Human herpesvirus 6 (HHV6) is a recently discovered, ubiquitous herpes virus with particular tropism for the central nervous system (CNS), salivary glands, and immune cells. Of the 2 known strains of HHV6, the B strain causes exanthema subitum (roseola) in young children. Pathogenicity of the A strain and the consequences of exposure to this variant are unknown.
There has recently been a considerable amount of interest regarding the possible association of HHV6 with multiple sclerosis (MS), based on the detection of HHV6 DNA in the brain, cerebrospinal fluid, or serum of affected individuals, antibody reactivity to viral antigens, and findings of elevated levels of CD46 (the receptor for HHV6). As with many other candidate viruses however, a direct link between infection with HHV6 and MS is lacking. Greater than 95% of the general population is infected with this virus by age 2, and HHV6 is known to persist in CNS and other organs. HHV6 commonly re-infects healthy subjects throughout their adult life without adverse consequences. Thus, a causal relationship between HHV6 infection and MS that occurs at a much lower prevalence, if present, must require additional factors of pathogenicity that are only present in restricted populations.
This proposal is based on the novel finding that common marmosets, a species of New World primates that is prone to develop an MS-like immune-mediated CNS illness after immunization with myelin antigens, can be infected with HHV6. A "two-hit" infection with HHV-6A appears to result in neurological deficits and pathologically, CNS inflammatory demyelination similar to human MS. Affected animals appear to develop immune reactivity to myelin antigens, indicating the possibility that mechanisms of mimicry may be involved in pathogenesis. CNS viral persistence and/or replication can also be demonstrated, suggesting direct toxicity to CNS glial cells or neurons.
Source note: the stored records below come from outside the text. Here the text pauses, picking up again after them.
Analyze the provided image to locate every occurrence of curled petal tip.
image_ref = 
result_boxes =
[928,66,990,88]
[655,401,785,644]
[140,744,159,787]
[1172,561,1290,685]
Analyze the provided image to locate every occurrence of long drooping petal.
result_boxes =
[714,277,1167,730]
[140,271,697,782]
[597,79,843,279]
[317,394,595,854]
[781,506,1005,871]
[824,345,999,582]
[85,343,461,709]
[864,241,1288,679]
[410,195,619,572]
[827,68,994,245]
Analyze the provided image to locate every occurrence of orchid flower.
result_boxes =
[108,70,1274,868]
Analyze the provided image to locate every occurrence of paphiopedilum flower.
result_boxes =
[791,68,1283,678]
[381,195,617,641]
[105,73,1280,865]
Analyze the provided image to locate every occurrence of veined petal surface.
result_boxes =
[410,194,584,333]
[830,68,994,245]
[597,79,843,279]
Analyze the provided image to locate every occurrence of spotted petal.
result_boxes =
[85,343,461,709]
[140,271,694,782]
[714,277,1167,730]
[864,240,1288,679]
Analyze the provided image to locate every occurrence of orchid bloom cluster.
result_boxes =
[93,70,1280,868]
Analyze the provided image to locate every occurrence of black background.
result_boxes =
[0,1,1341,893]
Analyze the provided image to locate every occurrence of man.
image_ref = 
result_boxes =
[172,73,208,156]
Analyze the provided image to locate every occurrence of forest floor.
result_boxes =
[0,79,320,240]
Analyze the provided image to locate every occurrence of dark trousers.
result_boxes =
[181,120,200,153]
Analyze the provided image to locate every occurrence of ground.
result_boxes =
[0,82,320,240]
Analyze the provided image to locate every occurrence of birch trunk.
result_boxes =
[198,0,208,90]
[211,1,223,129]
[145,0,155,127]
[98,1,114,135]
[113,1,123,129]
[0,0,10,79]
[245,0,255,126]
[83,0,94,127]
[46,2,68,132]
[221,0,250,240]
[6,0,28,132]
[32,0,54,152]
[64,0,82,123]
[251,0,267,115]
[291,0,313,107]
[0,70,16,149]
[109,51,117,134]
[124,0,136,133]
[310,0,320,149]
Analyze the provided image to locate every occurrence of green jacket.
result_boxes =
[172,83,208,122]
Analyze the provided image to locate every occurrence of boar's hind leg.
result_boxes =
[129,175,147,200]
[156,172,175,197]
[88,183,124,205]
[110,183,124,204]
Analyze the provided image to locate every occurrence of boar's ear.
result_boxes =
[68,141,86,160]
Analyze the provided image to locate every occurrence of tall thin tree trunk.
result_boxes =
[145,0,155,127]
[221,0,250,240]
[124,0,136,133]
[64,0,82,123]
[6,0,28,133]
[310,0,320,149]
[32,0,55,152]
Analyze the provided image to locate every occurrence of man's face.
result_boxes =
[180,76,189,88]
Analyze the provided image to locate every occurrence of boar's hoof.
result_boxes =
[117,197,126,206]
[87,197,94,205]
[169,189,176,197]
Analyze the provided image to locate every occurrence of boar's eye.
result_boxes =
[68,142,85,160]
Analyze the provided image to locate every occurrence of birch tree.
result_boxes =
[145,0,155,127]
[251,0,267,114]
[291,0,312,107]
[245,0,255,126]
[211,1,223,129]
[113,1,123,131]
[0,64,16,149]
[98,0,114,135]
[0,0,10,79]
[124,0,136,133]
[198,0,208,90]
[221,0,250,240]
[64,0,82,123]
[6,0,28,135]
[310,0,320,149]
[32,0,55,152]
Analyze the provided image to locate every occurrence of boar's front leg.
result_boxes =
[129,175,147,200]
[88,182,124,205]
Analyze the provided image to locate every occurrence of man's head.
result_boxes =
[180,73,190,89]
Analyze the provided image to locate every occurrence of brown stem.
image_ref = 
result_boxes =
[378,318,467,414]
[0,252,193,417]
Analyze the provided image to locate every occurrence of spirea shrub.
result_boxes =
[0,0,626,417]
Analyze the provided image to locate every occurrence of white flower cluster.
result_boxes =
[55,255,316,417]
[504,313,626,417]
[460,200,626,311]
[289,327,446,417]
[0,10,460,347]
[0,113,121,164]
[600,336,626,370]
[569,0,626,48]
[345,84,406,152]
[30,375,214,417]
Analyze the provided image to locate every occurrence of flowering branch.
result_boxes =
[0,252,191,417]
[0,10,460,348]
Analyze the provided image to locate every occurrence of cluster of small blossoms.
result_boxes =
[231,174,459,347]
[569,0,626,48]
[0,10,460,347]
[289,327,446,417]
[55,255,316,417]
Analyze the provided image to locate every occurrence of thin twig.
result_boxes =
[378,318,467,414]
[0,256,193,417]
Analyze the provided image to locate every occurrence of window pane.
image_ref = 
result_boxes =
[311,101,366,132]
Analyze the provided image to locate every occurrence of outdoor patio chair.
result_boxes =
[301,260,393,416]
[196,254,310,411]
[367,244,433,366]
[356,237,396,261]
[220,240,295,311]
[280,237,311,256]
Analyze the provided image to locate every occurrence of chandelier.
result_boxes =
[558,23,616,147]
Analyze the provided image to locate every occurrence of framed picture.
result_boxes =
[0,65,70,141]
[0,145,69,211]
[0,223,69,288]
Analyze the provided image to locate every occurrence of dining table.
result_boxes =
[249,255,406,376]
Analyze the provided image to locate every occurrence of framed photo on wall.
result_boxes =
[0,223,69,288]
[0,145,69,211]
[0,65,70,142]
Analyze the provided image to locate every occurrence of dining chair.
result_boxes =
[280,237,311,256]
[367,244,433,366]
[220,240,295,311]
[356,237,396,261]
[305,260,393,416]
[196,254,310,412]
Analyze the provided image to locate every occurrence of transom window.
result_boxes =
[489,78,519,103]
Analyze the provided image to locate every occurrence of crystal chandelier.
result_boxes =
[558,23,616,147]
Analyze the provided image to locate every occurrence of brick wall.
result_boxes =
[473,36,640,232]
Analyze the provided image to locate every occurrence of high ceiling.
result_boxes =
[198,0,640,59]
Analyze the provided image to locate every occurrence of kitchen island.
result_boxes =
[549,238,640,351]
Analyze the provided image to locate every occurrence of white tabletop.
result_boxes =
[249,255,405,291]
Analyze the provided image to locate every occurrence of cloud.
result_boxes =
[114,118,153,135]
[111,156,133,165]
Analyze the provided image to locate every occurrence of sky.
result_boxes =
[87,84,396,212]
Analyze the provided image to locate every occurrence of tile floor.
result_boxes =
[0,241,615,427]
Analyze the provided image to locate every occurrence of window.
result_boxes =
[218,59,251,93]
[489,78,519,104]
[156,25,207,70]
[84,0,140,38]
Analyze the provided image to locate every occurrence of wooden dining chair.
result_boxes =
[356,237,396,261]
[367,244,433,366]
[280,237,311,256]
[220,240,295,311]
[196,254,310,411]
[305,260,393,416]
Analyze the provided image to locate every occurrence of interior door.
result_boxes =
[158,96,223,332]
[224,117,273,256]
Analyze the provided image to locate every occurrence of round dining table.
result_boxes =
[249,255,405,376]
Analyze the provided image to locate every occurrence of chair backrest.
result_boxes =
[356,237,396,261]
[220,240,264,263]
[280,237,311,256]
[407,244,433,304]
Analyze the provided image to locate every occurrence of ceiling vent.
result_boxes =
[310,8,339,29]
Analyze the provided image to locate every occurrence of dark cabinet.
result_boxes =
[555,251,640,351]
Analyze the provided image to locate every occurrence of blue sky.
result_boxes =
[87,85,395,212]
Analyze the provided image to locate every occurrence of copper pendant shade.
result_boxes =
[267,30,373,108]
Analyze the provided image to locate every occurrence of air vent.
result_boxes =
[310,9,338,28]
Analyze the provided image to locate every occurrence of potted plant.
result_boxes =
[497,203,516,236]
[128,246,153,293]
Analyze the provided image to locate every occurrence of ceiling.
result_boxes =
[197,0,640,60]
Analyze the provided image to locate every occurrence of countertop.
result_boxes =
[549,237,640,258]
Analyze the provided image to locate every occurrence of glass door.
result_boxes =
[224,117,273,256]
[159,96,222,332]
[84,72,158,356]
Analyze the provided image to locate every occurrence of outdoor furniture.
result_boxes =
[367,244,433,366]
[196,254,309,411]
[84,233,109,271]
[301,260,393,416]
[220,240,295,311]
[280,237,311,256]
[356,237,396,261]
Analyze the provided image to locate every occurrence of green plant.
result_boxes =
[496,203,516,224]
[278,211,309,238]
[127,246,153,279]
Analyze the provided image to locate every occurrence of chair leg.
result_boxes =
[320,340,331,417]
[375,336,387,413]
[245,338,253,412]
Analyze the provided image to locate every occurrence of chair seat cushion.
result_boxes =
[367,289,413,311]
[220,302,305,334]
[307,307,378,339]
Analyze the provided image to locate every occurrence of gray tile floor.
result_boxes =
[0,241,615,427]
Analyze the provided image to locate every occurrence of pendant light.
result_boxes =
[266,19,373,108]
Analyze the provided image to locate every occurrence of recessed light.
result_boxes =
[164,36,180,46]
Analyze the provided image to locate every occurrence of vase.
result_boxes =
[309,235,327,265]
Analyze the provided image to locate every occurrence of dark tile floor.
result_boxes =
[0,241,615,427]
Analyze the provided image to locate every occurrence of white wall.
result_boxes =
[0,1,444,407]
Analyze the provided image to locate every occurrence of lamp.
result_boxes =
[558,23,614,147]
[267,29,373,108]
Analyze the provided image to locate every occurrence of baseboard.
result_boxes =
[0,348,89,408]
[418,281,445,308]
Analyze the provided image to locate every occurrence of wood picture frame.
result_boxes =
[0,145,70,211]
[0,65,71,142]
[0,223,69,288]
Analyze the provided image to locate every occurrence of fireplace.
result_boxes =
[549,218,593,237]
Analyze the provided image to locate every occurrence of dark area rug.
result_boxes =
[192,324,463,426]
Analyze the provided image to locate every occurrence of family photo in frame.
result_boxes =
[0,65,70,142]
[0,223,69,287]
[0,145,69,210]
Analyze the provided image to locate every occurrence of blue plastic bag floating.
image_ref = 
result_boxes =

The proposed research will consolidate these observations in marmosets and establish the requirements in exposure to HHV6 viruses for appearance of CNS autoimmune demyelinating disease (e.g., single or repeated exposure, variant A vs. variant B). Mechanistic studies using all laboratory and immunological methods relevant to marmoset EAE pathogenesis will be applied to understand the cause of CNS autoimmunity and the pathway(s) of tissue damage following exposure to HHV6. Longitudinal studies of reactivity to myelin antigens and to HHV6, and viral persistence/replication in relation to time-course of disease will be examined. Sophisticated neuropathological, molecular, and immunohistochemical techniques will be employed to characterize CNS inflammatory infiltrates, cytokine production, and oligodendrocyte and neuronal pathology. Possible cytotoxicity of lymphocytes from HHV6-infected animals towards antigen-sensitized targets and capacity for immune viral clearance or neutralization will be explored.
We will also examine whether disease phenotype depends on exposure to live, as opposed to inactivated, HHV6, which should allow us to dissect the respective pathophysiological contributions of direct cytotoxicity and molecular mimicry. Time permitting, we will also extend this research to investigate whether exposure to HHV6 can modulate the phenotypic expression of EAE in the marmoset model, a question that is highly relevant to the notion that viral infections are generally thought to be triggers for MS attacks and/or worsening progression. These experiments will be carried out in an outbred primate species with close phylogenic similarity to humans. The work is expected to prove a causal link between HHV6 and autoimmune demyelination. Markers of HHV6-induced pathology that could be used clinically may be discovered.
These results will lay the foundations for future work that may provide a comprehensive understanding of the pathogenesis of HHV6-mediated autoimmune demyelination, an essential step towards rational virus-specific therapeutic intervention in MS.